Certains jeunes ont dit qu’ils voteraient malgré les risques apparents.
«Ce gouvernement nous a mal gouvernés. Ils nous ont vraiment pressés », a déclaré Allan Sserwadda, un lave-auto. «Ils nous dirigent depuis des années et disent avoir des idées. Mais ils ne sont pas les seuls à avoir des idées.
Lorsqu’on lui a demandé si le déploiement militaire intense l’avait découragé, il a souri et a dit: «Si nous devons mourir, mourons. Maintenant, il n’y a aucune différence entre être vivant et être mort. Les balles peuvent vous trouver n’importe où. Ils peuvent vous trouver chez vous.
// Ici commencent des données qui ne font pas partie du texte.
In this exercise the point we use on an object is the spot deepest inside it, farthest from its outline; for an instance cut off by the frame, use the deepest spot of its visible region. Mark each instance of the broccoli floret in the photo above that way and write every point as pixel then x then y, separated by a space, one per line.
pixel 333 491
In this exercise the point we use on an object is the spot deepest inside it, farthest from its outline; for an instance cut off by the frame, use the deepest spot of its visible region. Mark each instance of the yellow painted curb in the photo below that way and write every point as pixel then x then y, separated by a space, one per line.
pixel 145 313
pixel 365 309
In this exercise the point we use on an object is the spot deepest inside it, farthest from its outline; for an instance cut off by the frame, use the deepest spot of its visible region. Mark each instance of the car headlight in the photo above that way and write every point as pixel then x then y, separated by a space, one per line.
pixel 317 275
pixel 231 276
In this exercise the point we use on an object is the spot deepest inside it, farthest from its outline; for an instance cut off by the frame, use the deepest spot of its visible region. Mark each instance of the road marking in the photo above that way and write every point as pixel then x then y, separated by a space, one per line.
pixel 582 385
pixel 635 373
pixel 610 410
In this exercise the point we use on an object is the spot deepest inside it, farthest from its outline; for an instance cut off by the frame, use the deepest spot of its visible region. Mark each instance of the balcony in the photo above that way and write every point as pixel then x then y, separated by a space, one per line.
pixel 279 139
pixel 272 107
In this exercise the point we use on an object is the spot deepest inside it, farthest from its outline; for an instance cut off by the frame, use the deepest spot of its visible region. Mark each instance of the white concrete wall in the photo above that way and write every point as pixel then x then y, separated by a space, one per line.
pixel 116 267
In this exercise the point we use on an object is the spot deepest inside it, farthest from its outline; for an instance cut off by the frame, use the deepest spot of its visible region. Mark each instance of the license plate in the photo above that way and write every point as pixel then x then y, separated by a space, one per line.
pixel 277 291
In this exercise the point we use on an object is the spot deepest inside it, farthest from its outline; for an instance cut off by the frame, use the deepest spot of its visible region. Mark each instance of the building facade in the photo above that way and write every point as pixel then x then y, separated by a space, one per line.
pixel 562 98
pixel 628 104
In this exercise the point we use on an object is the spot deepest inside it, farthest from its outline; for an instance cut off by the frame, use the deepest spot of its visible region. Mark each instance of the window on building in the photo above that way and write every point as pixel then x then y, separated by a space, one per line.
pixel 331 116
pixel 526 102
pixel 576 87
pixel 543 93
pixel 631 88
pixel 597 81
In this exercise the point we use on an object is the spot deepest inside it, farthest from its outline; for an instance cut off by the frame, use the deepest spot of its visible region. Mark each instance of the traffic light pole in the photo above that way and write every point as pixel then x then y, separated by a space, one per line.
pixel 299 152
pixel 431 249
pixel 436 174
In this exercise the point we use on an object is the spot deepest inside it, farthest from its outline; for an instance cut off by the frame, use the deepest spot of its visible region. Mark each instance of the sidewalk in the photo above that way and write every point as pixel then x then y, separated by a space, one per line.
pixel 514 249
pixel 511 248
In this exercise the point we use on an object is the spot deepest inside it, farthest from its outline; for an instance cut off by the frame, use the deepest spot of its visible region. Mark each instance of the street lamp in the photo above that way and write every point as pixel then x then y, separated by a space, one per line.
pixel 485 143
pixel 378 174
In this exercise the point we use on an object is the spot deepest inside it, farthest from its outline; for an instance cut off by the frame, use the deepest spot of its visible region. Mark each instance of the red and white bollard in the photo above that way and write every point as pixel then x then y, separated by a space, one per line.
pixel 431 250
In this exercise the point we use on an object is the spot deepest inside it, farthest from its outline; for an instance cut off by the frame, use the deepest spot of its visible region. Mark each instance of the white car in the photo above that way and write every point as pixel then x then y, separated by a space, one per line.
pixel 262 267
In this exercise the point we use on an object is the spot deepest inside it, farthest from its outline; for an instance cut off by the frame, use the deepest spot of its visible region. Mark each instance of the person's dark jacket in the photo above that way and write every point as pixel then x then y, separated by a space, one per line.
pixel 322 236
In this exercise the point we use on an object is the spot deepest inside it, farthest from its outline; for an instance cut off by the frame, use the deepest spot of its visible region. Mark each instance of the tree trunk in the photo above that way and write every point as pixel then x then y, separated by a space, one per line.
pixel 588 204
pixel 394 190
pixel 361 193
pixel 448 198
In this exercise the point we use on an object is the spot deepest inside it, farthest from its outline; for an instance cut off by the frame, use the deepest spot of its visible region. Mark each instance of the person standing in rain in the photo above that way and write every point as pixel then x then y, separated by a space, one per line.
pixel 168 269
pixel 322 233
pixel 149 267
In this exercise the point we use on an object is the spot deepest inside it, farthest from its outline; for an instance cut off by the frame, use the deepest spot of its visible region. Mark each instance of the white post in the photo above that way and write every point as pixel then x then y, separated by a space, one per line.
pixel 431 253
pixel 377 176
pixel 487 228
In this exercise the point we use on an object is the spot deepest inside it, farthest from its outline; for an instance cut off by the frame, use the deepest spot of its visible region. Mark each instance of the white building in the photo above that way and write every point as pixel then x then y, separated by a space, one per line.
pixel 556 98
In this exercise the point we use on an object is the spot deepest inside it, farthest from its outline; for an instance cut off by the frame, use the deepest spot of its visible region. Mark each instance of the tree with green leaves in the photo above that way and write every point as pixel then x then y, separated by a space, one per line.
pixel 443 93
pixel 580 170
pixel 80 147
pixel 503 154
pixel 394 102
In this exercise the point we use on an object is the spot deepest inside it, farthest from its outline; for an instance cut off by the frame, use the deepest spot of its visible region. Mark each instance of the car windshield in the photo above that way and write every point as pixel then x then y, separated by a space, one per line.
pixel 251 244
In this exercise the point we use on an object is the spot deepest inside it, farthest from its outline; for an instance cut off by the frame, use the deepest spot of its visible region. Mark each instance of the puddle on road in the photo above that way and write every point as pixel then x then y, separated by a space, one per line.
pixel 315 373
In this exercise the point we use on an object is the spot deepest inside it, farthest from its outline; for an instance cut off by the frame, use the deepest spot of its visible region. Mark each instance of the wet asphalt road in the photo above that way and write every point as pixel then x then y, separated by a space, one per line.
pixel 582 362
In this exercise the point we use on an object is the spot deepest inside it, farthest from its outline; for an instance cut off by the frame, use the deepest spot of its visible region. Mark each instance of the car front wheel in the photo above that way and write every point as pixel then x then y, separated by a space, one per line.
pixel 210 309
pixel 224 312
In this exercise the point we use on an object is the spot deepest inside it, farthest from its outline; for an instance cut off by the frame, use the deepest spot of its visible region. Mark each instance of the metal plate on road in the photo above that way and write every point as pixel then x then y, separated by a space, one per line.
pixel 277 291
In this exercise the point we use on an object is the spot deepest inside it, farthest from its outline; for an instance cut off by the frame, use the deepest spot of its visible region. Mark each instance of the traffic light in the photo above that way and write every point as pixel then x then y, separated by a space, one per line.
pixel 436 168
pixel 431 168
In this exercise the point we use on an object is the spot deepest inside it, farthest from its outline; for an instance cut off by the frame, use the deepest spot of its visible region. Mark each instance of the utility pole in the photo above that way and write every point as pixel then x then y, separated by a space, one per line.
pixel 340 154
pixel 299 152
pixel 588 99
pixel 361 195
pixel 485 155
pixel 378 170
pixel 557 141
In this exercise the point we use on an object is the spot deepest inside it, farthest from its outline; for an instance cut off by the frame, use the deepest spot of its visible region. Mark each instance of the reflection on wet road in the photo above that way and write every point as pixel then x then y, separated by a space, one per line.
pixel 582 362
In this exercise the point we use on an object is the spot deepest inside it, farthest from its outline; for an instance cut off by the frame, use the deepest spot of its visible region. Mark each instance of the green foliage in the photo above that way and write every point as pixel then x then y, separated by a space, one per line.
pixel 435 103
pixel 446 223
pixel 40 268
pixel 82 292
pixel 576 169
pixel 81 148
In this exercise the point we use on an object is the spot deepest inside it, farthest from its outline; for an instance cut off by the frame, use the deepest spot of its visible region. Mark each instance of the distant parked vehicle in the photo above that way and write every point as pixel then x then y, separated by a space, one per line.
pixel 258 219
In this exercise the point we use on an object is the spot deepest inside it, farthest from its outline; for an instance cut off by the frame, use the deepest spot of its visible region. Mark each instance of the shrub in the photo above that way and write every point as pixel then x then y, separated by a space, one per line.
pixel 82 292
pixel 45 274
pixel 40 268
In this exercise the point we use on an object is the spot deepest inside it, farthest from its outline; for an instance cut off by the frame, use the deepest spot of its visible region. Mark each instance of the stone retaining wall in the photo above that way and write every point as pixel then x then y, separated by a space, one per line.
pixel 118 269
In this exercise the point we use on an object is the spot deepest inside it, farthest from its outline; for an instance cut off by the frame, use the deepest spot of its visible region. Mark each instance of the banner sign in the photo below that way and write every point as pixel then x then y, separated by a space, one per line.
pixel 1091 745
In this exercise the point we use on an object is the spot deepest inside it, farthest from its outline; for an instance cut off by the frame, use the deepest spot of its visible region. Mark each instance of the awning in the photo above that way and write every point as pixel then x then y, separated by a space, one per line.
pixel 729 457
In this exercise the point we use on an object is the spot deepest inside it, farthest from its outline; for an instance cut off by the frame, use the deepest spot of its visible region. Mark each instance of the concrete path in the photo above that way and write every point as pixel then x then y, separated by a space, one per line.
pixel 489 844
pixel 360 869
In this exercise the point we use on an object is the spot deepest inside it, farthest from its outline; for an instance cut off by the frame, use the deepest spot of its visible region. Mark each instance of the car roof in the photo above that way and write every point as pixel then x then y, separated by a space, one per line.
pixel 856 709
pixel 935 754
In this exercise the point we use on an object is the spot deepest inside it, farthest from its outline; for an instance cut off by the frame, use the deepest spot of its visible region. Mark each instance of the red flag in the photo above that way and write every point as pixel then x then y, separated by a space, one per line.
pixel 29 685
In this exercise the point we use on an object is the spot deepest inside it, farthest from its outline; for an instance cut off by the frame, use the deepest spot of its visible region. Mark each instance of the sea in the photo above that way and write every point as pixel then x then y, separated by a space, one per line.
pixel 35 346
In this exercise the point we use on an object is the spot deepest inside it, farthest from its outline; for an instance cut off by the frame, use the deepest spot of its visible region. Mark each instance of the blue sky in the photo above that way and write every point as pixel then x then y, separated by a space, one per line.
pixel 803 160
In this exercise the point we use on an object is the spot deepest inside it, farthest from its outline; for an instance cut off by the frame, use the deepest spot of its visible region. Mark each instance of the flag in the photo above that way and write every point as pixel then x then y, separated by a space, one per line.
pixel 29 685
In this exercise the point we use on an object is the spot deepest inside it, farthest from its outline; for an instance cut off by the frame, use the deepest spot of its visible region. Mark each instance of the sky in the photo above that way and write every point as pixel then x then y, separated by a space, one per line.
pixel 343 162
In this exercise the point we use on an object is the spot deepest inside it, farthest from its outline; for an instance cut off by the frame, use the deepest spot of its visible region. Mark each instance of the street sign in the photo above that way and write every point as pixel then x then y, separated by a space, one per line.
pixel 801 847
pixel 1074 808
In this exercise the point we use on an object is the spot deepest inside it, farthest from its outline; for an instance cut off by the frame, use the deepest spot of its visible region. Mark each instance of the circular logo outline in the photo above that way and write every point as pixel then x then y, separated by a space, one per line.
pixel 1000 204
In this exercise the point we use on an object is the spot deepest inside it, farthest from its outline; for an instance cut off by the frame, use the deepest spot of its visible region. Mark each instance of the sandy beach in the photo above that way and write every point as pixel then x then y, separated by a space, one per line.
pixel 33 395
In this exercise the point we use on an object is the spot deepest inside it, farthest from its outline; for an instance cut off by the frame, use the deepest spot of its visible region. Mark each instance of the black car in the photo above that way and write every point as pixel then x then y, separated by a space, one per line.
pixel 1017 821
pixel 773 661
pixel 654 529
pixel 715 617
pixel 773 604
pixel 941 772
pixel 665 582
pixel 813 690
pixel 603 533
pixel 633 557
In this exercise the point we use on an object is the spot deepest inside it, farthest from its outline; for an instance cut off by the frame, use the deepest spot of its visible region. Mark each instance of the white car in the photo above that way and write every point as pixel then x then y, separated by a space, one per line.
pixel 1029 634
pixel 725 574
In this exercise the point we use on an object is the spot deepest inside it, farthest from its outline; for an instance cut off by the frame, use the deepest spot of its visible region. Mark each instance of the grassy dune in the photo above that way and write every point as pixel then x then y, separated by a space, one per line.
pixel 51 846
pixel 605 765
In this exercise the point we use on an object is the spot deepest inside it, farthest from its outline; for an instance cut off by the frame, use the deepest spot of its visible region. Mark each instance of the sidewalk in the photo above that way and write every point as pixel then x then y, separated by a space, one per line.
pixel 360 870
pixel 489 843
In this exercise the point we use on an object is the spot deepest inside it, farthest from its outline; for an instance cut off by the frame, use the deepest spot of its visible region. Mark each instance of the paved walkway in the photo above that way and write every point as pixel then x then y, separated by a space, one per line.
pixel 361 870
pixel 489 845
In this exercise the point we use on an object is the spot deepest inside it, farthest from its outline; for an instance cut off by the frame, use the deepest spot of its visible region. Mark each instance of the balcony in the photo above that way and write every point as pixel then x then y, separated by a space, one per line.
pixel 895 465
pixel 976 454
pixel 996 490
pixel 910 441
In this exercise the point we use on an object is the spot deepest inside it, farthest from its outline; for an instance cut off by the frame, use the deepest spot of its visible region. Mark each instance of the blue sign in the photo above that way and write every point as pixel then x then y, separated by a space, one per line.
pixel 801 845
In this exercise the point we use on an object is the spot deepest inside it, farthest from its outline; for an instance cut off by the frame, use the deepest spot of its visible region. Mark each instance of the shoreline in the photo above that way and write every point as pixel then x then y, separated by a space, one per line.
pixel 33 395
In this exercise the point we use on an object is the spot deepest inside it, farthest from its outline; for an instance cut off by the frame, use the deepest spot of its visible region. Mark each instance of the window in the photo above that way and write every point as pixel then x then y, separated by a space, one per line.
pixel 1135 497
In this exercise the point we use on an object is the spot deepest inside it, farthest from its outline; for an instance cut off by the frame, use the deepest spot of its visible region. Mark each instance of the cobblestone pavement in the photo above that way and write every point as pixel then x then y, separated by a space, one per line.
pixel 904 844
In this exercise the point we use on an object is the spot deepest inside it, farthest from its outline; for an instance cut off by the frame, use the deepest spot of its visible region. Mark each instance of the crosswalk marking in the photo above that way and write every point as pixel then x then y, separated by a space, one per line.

Ils peuvent vous trouver sur la véranda.
Au moins 54 personnes ont été tuées en Ouganda en novembre alors que les forces de sécurité réprimaient les émeutes provoquées par l’arrestation de Wine pour avoir prétendument violé les règlements de campagne visant à empêcher la propagation du coronavirus.
Wine, qui a remporté un siège à l’Assemblée nationale en 2017, a captivé l’imagination de beaucoup en Ouganda et ailleurs en Afrique, avec ses appels audacieux à la retraite de Museveni, qu’il considère comme faisant partie d’une vieille garde corrompue.
Museveni a rejeté Wine, âgé de 38 ans, comme «un agent d’intérêts étrangers» auquel on ne peut pas faire confiance. Wine a été arrêté à plusieurs reprises, souvent pour avoir prétendument désobéi aux ordres légaux, mais n’a jamais été condamné.
Museveni, qui a critiqué il y a des décennies les dirigeants africains pour ne pas avoir quitté le pouvoir, cherche maintenant plus de temps au pouvoir après que les législateurs aient abandonné le dernier obstacle constitutionnel – les limites d’âge – à une éventuelle présidence à vie.
«Événement de bassin versant»
La montée en puissance de Wine en tant que leader national sans lien avec le régime a fait monter les enjeux au sein du parti au pouvoir, le Mouvement de la résistance nationale.
«Les membres et sympathisants du parti (au pouvoir) doivent savoir qu’il s’agit d’une élection décisive pour façonner, déterminer et installer un successeur Museveni», a récemment écrit le porte-parole du gouvernement Ofwono Opondo dans le journal Sunday Vision.
L’Union africaine et le bloc de l’Afrique de l’Est ont déployé des missions d’observation électorale, mais l’Union européenne ne l’a pas fait, car les recommandations de ses rapports précédents ont été ignorées. La délégation de l’UE en Ouganda a déclaré que «l’offre de déployer une petite équipe d’experts électoraux n’a pas été acceptée. Le rôle des observateurs locaux sera encore plus important qu’auparavant. »
L’UE, l’ONU et d’autres ont mis en garde les forces de sécurité ougandaises contre le recours à une force excessive.
Les élections ougandaises sont souvent entachées d’allégations de fraude et d’abus présumés de la part des forces de sécurité. Le pays n’a jamais assisté à une passation pacifique du pouvoir depuis son indépendance de la Grande-Bretagne en 1962.